Sawfiling 101: Should I fix my own saws?
Dec. 6, 2017 - Every so often I get a letter from somebody asking me how they can learn sawfiling. Typically, they have a bushmill somewhere there are no services available and they feel that it’s just not cost effective for them to ship their saws out to get worked on.
If all you are looking for is the ability to sharpen a roundsaw on a post grinder and replace the odd tip here and there then sure, you could probably get the hang of that without too much trouble. If, however, your ambition leads more towards fixing bent saws, applying and adjusting tension, welding cracks and optimizing your saws to match your own unique requirements, then you are going to need a lot more training and not a small amount of specialized equipment.
Because the casual observer watching a sawfiler work sees only a hammer, a piece of straight metal and maybe some rolls and such, it is natural for them to believe they could pick it up without too much trouble. Of course, we all know the lie to that; in fact, the less it seems we are doing, the more likely it is that we are doing something finicky and critical. As in any trade, there is good reason why it takes four years to become a journeyman and even then, you are only just starting to learn.
It is possible to learn the trade on your own. I personally know a couple of very good filers who have done just that. But it took them many years and many failures, not to mention a strong natural aptitude for the skill and a lot of good old-fashioned stubbornness. Unfortunately, that process isn’t very appealing to somebody who just wants their mill to cut straight lumber in a cost-efficient way.
So what options are open to them? They could get themselves an apprenticeship and attend a saw filing school. Unfortunately, saw filing is not an open-entry apprenticeship program. You need somebody to sponsor you, typically a sawmill or saw shop. I have also seen employment insurance step up and send somebody to school, but I believe you are required to have a job lined up before they will consider it.

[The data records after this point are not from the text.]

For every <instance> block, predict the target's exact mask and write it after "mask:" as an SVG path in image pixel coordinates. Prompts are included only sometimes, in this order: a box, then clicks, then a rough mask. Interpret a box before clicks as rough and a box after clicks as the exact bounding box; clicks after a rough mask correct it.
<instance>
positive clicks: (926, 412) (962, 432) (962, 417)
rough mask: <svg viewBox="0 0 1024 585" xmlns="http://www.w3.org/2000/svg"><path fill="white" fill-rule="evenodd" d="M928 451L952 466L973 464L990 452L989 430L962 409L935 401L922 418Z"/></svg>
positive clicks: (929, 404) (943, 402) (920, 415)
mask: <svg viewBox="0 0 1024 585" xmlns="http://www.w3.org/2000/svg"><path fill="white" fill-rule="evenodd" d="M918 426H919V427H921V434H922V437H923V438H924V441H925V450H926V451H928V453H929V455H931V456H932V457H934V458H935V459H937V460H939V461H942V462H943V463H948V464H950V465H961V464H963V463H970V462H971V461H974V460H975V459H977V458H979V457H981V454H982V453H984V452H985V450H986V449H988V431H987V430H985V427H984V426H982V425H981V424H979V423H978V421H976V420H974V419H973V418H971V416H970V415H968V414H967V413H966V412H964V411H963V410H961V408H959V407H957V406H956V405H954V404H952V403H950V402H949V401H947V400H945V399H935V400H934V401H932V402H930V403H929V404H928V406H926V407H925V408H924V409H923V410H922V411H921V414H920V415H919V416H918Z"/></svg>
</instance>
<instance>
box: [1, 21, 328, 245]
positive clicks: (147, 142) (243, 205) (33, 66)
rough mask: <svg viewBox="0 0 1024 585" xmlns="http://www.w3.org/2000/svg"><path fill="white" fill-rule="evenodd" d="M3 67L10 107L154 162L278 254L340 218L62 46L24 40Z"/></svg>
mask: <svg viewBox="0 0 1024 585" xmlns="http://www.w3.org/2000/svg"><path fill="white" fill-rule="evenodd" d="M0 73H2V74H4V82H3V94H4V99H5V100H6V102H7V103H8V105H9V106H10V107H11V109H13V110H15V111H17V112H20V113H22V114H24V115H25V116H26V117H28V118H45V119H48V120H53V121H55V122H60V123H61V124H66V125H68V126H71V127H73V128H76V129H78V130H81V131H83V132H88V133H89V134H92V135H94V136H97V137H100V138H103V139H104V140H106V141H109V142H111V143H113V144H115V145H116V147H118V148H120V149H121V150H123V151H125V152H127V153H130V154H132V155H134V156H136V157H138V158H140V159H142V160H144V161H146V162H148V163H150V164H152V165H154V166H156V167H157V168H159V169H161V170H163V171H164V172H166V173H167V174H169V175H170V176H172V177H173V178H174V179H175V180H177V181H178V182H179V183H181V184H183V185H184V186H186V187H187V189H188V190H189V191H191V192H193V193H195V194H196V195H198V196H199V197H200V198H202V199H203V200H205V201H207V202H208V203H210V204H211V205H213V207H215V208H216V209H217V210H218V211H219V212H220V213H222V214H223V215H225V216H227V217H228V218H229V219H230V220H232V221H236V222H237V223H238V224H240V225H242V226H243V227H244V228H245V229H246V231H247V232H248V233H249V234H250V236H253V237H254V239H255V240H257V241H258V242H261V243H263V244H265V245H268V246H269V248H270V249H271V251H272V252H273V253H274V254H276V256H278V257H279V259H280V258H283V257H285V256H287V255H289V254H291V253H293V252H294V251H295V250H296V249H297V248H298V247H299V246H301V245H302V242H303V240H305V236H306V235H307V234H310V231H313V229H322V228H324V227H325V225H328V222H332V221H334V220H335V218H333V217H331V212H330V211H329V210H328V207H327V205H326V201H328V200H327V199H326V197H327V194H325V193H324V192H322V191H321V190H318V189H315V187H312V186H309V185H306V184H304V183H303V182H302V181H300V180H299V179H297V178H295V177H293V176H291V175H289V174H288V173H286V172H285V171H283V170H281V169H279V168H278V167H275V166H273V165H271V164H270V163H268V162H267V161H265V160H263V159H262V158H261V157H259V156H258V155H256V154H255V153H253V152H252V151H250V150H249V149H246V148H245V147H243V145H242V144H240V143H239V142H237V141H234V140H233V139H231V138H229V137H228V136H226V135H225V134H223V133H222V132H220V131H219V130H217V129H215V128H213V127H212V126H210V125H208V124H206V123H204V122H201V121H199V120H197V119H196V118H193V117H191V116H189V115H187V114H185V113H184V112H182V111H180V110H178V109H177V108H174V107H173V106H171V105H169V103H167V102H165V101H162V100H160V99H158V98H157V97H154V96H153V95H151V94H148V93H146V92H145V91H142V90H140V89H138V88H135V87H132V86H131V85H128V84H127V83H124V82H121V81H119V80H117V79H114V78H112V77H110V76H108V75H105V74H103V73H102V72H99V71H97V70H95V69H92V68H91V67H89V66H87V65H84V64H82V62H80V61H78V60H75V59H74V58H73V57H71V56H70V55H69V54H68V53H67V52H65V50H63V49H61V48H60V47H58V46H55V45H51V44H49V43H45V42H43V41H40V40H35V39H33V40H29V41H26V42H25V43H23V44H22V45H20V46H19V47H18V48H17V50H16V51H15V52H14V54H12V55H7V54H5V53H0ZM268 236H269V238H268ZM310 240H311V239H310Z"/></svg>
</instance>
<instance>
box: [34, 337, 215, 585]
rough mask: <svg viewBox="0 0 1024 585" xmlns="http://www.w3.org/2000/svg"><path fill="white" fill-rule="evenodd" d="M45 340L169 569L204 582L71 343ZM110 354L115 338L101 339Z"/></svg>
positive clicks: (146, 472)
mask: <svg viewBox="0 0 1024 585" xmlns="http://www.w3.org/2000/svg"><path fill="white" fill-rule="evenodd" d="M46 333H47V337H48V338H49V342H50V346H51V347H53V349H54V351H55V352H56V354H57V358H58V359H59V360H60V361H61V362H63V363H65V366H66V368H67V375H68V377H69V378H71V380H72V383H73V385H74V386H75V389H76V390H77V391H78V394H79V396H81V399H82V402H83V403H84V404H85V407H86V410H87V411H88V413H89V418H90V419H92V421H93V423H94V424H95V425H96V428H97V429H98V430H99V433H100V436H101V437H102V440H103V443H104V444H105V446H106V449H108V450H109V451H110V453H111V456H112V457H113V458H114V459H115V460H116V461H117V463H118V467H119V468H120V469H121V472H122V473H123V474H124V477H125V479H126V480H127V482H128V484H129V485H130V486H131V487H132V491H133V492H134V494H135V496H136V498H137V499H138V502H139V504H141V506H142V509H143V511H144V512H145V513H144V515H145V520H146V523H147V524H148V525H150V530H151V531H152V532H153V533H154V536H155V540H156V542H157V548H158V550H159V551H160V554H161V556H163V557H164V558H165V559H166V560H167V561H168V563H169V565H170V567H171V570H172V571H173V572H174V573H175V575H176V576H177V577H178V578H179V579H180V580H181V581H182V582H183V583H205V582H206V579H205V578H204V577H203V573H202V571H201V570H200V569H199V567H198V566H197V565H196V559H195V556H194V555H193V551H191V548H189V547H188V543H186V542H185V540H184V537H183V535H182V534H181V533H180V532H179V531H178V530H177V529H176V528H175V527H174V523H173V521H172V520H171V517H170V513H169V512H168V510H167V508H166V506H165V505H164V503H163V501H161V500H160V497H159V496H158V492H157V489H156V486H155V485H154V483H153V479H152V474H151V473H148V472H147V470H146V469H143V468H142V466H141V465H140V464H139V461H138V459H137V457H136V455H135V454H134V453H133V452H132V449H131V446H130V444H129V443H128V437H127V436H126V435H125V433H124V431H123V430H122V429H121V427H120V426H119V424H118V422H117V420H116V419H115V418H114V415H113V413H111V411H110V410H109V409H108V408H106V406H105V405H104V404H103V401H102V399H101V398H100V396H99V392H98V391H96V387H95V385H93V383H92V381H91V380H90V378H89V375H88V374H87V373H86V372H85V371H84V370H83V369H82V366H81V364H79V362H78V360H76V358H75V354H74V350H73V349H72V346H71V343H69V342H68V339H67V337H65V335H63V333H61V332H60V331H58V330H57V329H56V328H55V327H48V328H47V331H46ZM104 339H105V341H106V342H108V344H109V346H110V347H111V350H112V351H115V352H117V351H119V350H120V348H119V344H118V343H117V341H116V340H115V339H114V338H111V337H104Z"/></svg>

There are self-help books available and although most of them were written at least 50 years ago, a surprising amount of the material is still valid today. The challenge to the would-be filer is in knowing what still applies and what are techniques that have long since gone by the wayside. A good text to start with is the Hanchett Saw and knife fitting manual. It was first written in 1956, long before the days of high-strain, thin-kerf and super-critical speeds but the basics, the bare bones of the trade can still be gleaned from it’s yellowing pages.
Another option is to contact saw filing trade schools and obtain a copy of the textbooks all students use. Again, it would be tricky just to take those books and learn the trade but at least you would get knowledge that is current and applicable to today’s saws. If you combine modern texts with the old standards, you will at least walk away with a general idea of what is going on as well as an understanding of what the various saw trade terms and concepts mean.
In the end though, if you try to learn saw filing without peer-mentoring and proper schooling, you are facing a tough uphill climb with little chance of success, at least in the short term. If you plug away long enough you will probably pick up the ability to do basic work on your own saws, but before taking the plunge it would be best to do a careful analysis of the actual cost plus your time plus the quality of your results and compare them to what it would cost you to hire somebody to do your saws for you. In most cases the answer will be clear that having your saws professionally benched and sharpened is a preferable option over trying to do them yourself, even if it means you must package your saws up and send them out of town. You may well find it more cost effective than you thought and the results you get from quality saws will speak for themselves.
Trevor Shpeley is on the executive of the BC Sawfilers Association and works as a filer at Kalesnikoff Lumber in British Columbia.